· Città del Vaticano ·

L’altra copertina

Due orecchie, una bocca

 Due orecchie, una bocca  ODS-003
01 ottobre 2022

«Mamma… io parlo ma tu non mi ascolti!» è la frase che mi ha riferito in confessione una donna, raccontandomi il disagio della figlia che la incolpava — e lei se ne pentiva — di viaggiare sui suoi pensieri invece di porre attenzione alle parole o meglio alla vita della figlia adolescente.

Mamma non mi ascolti! Questo grido è anche però una fotografia dei nostri tempi. Con il cellulare in mano pretendiamo di seguire una conversazione ed intervenire per rispondere alle sollecitazioni dell’altro. Il vero ascolto è quello di chi è capace di non fare dentro di sé, mentre l’altro parla, un discorso parallelo che diventa l’oggetto della nostra attenzione.

La Bibbia dice che Dio ha creato l’uomo con due orecchie ed una bocca per ricordargli che l’ascoltare è molto più importante del parlare. Per questo ogni giorno il pio israelita inizia la sua giornata ripetendo il comando del Signore: Shemà Israel… cioè ascolta Israele!» ...ascolta... due orecchie una bocca.

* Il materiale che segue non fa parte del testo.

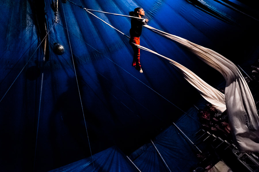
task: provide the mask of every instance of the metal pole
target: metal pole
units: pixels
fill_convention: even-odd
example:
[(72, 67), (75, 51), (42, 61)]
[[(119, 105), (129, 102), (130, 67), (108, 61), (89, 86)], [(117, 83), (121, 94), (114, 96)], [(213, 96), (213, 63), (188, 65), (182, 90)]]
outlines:
[(245, 71), (244, 71), (244, 70), (243, 70), (243, 69), (242, 69), (242, 68), (241, 68), (241, 67), (240, 66), (239, 66), (239, 65), (238, 64), (238, 65), (237, 65), (237, 66), (238, 66), (238, 67), (239, 67), (239, 68), (240, 68), (240, 69), (241, 69), (241, 70), (242, 70), (242, 71), (243, 71), (243, 72), (244, 72), (244, 73), (246, 75), (246, 76), (247, 76), (247, 77), (249, 77), (249, 78), (250, 79), (251, 79), (251, 80), (253, 80), (253, 79), (252, 79), (249, 76), (249, 75), (248, 75), (246, 73), (245, 73)]
[(132, 163), (132, 164), (133, 164), (133, 165), (134, 165), (134, 166), (135, 166), (135, 167), (136, 167), (136, 168), (137, 168), (137, 169), (138, 169), (138, 171), (140, 171), (140, 172), (141, 172), (141, 171), (140, 171), (140, 169), (138, 169), (138, 167), (137, 167), (137, 166), (136, 166), (136, 165), (135, 165), (135, 164), (134, 164), (134, 163), (133, 162), (132, 162), (132, 161), (131, 161), (131, 160), (130, 159), (130, 158), (129, 158), (127, 156), (127, 158), (128, 159), (129, 159), (130, 160), (130, 162), (131, 162), (131, 163)]
[(165, 160), (164, 160), (164, 159), (163, 158), (163, 157), (162, 156), (162, 155), (159, 152), (159, 151), (158, 151), (158, 150), (157, 149), (157, 147), (155, 145), (155, 144), (154, 144), (154, 143), (153, 142), (153, 141), (152, 141), (152, 140), (151, 140), (151, 142), (152, 142), (152, 144), (153, 144), (153, 145), (154, 145), (154, 147), (155, 148), (156, 150), (157, 150), (157, 153), (158, 153), (158, 154), (159, 154), (159, 155), (160, 156), (160, 157), (161, 157), (161, 159), (162, 159), (162, 160), (163, 160), (163, 161), (164, 162), (164, 163), (165, 163), (165, 164), (167, 167), (167, 168), (168, 168), (168, 169), (169, 170), (169, 171), (170, 171), (170, 172), (172, 172), (171, 171), (171, 170), (170, 170), (170, 169), (169, 168), (169, 167), (168, 167), (168, 165), (167, 165), (167, 164), (166, 164), (166, 163), (165, 162)]
[(194, 106), (195, 107), (195, 108), (196, 108), (196, 109), (197, 109), (197, 110), (199, 110), (199, 108), (197, 108), (197, 107), (196, 107), (196, 106), (195, 106), (194, 105), (193, 105), (193, 106)]
[(195, 144), (193, 143), (193, 142), (192, 142), (192, 141), (191, 141), (191, 140), (189, 138), (188, 138), (188, 137), (187, 137), (187, 136), (186, 136), (186, 135), (183, 132), (182, 132), (182, 131), (181, 130), (181, 129), (180, 129), (180, 128), (179, 128), (176, 125), (176, 124), (174, 123), (174, 122), (173, 122), (173, 124), (174, 124), (174, 126), (176, 126), (176, 127), (178, 129), (178, 130), (179, 130), (181, 132), (181, 133), (182, 133), (182, 134), (183, 134), (184, 135), (184, 136), (185, 136), (185, 137), (186, 137), (186, 138), (187, 138), (188, 139), (188, 140), (189, 140), (190, 142), (191, 142), (191, 143), (192, 143), (193, 144), (193, 145), (194, 145), (194, 146), (195, 146), (195, 147), (196, 147), (196, 148), (197, 148), (197, 149), (199, 150), (199, 151), (200, 151), (200, 152), (201, 153), (202, 153), (202, 152), (201, 152), (201, 150), (200, 150), (199, 149), (199, 148), (198, 148), (198, 147), (197, 147), (197, 146), (196, 146), (196, 145), (195, 145)]
[(59, 22), (59, 20), (58, 19), (58, 0), (57, 0), (57, 2), (56, 3), (56, 6), (57, 7), (56, 10), (56, 12), (55, 12), (55, 20), (54, 21), (54, 22), (55, 23), (58, 23)]

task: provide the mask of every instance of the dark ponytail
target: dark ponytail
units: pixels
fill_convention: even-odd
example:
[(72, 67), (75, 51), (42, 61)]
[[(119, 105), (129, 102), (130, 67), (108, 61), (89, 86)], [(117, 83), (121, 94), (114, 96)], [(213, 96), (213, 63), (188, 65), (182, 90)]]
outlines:
[(131, 16), (135, 16), (136, 15), (136, 14), (135, 14), (135, 12), (134, 11), (130, 11), (129, 13), (130, 14), (130, 15), (131, 15)]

Mi viene in mente la meraviglia dei miei parrocchiani, quando molti anni fa, la notte di Natale, entrati in chiesa hanno visto attaccati sui muri, sulle colonne, sul soffitto, tanti fogli di diverse grandezze che dicevano «attenzione… attenzione... attenzione...» e guardando l’altare, al suo fianco hanno visto un cassonetto con sopra una lastra di plexiglas mantenuta da fili invisibili di nailon che sorreggeva un bambinello. Pochi giorni prima le cronache dei giornali avevano tuonato per stigmatizzare il ritrovamento in un cassonetto di un bimbo. Ricordo l’effetto dirompente nei volti dei fedeli… forte l’immagine, terribile l’accaduto, ma a ben considerare anche il Signore aveva fatto questo… lui si è immerso nella nostra sporcizia e da lì ci ha tirato fuori con la sua risurrezione... Attenzione!… per quello che è avvenuto… gioisci per il dono che ti è stato fatto… Ma non fermarti! L’ascolto con le orecchie è vero se ti porta ad avere l’ascolto con il cuore… Ricorda quello che ha fatto Dio… ascoltò il grido del suo popolo e se ne prese cura. E le mani, il corpo, si muovono verso il servizio.

Conservo ancora il grido di dolore racchiuso in queste parole ricevute per posta:

…Non voglio molto; vorrei avere la possibilità di avere almeno il latte per mio figlio che è il più piccolo. Rinuncia a tanto col sorriso e non fa altro che dirmi grazie per il niente che gli posso dare. Io non so…

E l’altra:

…io non riesco e sto male a vivere per strada, non sono abituato a queste situazioni che mai nella mia vita mi sarei sognato di affrontare, sto vivendo un disagio fisico, mentale, che mi fa paura…

Emozionante poi l’incontro con queste persone, averle potute guardare negli occhi, averle toccate con una stretta di mano e con un sorriso dire: «Io ci sono». Il servizio guarda sempre il volto del fratello, tocca la sua carne, sente la sua prossimità fino al punto di soffrirla e cerca la promozione del fratello… è lo schema della vita del discepolo. È il vero ascolto. Simile a quello del pastore abruzzese, incontrato sui monti della Laga — quando ai giovani della parrocchia si faceva apprezzare la bellezza della natura —. Alla domanda su come sarebbe stato il tempo del giorno dopo, alzando lo sguardo, annusando l’aria diceva: «domani piove!». Sensibilità affinata dall’esercizio. Per noi anche con l’aiuto di colui che imparò l’obbedienza dalle cose che patì, e reso perfetto, divenne causa di salvezza eterna.